Whatever the reality of his concern for working-class Chicagoans, the perception isn't great.
So to say people upset with fare hikes can just go ahead and drive is... ill advised, I guess.
Many people don't have that option. They take the bus because they must -- either they don't own a car, share a car, can't afford the gas, or can't pay for parking (more on that in a bit). And from the point of view of a supposed Millionaire's Mayor, weekly passes may seem to be something that tourists buy, thus raising their cost a way to milk out-of-towners. But they're also purchased by people who can't afford to pay for a monthly pass in one shot, even if they'd ultimately save money, because they rarely have that much free cash on hand. Since something like 55% of CTA users buy daily, weekly or monthly cards, that has to be a significant proportion.
It's also bad policy, more to the point. One of the only positives to come out of the parking meter privatization was that market-pricing of parking would induce people to walk, bike, and use public transport, thus freeing up the streets and improving circulation. Parking is a regressively funded subsidy; non-drivers subsidize drivers. There's a lot of reasons for this, but it mainly operates through the zoning code; developers are required to provide a certain amount of parking, which is therefore built into the cost of development that is passed on to consumers.
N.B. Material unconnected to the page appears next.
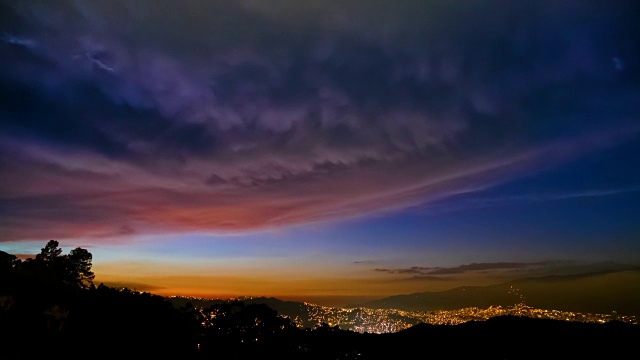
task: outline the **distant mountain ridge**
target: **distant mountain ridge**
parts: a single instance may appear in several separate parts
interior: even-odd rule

Parking also creates inefficiencies of time; people cruising looking for parking and people pulling in and out of spots (or double parking) interfere directly with the operation of buses (and preclude the possibility of bus rapid transit).
So, the market-pricing of parking can be a good thing insofar as it reduces the number of cars and makes parking more available (and thus quicker to find, park in and pull out of) for those who can afford it. But in the urban context, that only operates if there are viable alternatives. "Viable alternatives" means, among other things affordable alternatives. Absent the privatization aspect, actually, market-pricing parking is great because you can reinvest the windfall revenue in bikability, walkability, and holding down public transportation costs.
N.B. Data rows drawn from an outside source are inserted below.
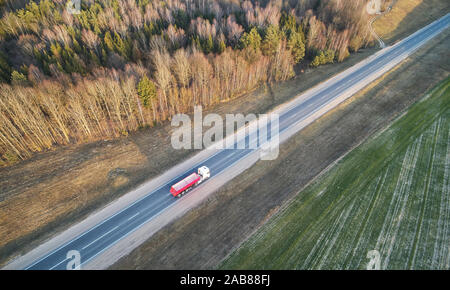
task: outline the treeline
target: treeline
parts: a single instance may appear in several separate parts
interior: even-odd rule
[[[66,3],[0,3],[3,162],[127,134],[371,41],[365,0]]]

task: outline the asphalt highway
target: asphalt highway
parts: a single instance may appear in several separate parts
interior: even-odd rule
[[[344,78],[336,78],[335,81],[317,90],[302,102],[286,108],[279,116],[280,132],[330,103],[349,88],[361,85],[361,82],[367,80],[373,72],[388,64],[392,64],[393,60],[398,62],[399,56],[415,51],[427,40],[448,27],[449,24],[450,16],[448,14],[395,46],[386,49],[385,52],[370,59],[370,61],[358,67]],[[246,136],[247,145],[249,140],[255,140],[256,134],[256,132],[253,132]],[[157,190],[149,192],[140,200],[115,213],[75,239],[30,263],[26,269],[66,269],[70,261],[67,253],[71,250],[76,250],[80,253],[82,264],[87,263],[161,212],[182,200],[182,198],[174,198],[170,194],[169,190],[172,184],[195,172],[198,167],[203,165],[209,167],[211,171],[211,178],[206,180],[205,183],[211,182],[214,180],[215,175],[239,162],[253,150],[255,149],[248,147],[246,149],[224,149],[198,164],[193,164],[192,168],[181,176],[174,176],[171,182],[162,184]],[[195,194],[195,189],[187,194]]]

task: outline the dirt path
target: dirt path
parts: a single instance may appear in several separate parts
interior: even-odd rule
[[[373,29],[392,44],[450,12],[446,0],[395,0],[389,13],[376,17]]]
[[[275,162],[258,162],[112,268],[217,267],[300,188],[449,75],[449,34],[284,143]],[[273,91],[276,98],[279,90]]]
[[[372,54],[306,70],[282,84],[263,86],[209,111],[264,113]],[[274,94],[273,92],[276,92]],[[127,138],[37,154],[0,169],[0,264],[86,218],[144,181],[195,153],[173,150],[170,124]]]
[[[364,49],[343,63],[306,69],[295,79],[262,86],[210,111],[267,112],[374,51]],[[171,129],[164,124],[127,138],[58,148],[1,168],[0,266],[194,154],[169,146]]]
[[[378,45],[380,46],[380,48],[385,48],[386,44],[384,43],[383,39],[381,39],[381,37],[377,34],[377,32],[374,30],[373,28],[373,23],[375,21],[377,21],[380,17],[386,15],[387,13],[389,13],[392,9],[392,7],[395,5],[395,3],[397,2],[397,0],[392,0],[391,3],[389,3],[389,6],[386,7],[386,9],[381,13],[378,14],[376,16],[374,16],[370,21],[369,21],[369,29],[370,32],[372,33],[373,37],[378,41]],[[380,0],[378,0],[378,3],[380,3]],[[378,4],[380,5],[380,4]],[[373,12],[372,12],[373,13]],[[369,14],[372,14],[369,12]]]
So, raising public transportation costs and pitching driving (and thus parking) as an alternative actually is the worst thing a government can do: it sets two policies to work against each other. More expensive fares and more expensive parking is using a regressive revenue booster to incentivize an activity that was, already, disincentivized through a regressive increase. That's a double regressive whammy -- in other words, it thumbscrews working class people.
A word in the mayor's general defense. There aren't all that many options for cities. Since the 1970s, the neoliberalization of urban planning and policy, at the federal and state levels, has starved cities of revenue and left mainly regressive revenue sources, or issuance of debt in the form of bonds, as the principal tools. The federal government should be slathering cities with funds for public transportation. (You know, maybe instead of spending billions on private contractors in Asia Minor).
That's a feasible, if not wholly convincing, defense of the policy necessity. It isn't defense of the apparent callousness of the sentiment. But again, it's so tone deaf, I'm a little resistant to taking it at face value. Maybe he was making a hilarious "I'm being sarcastic" face when he said it. Or maybe he did a little cigar-ashing pantomime and said it in a Groucho Marx voice, and CTA Chair Forrest Claypool dropped a duck on a string.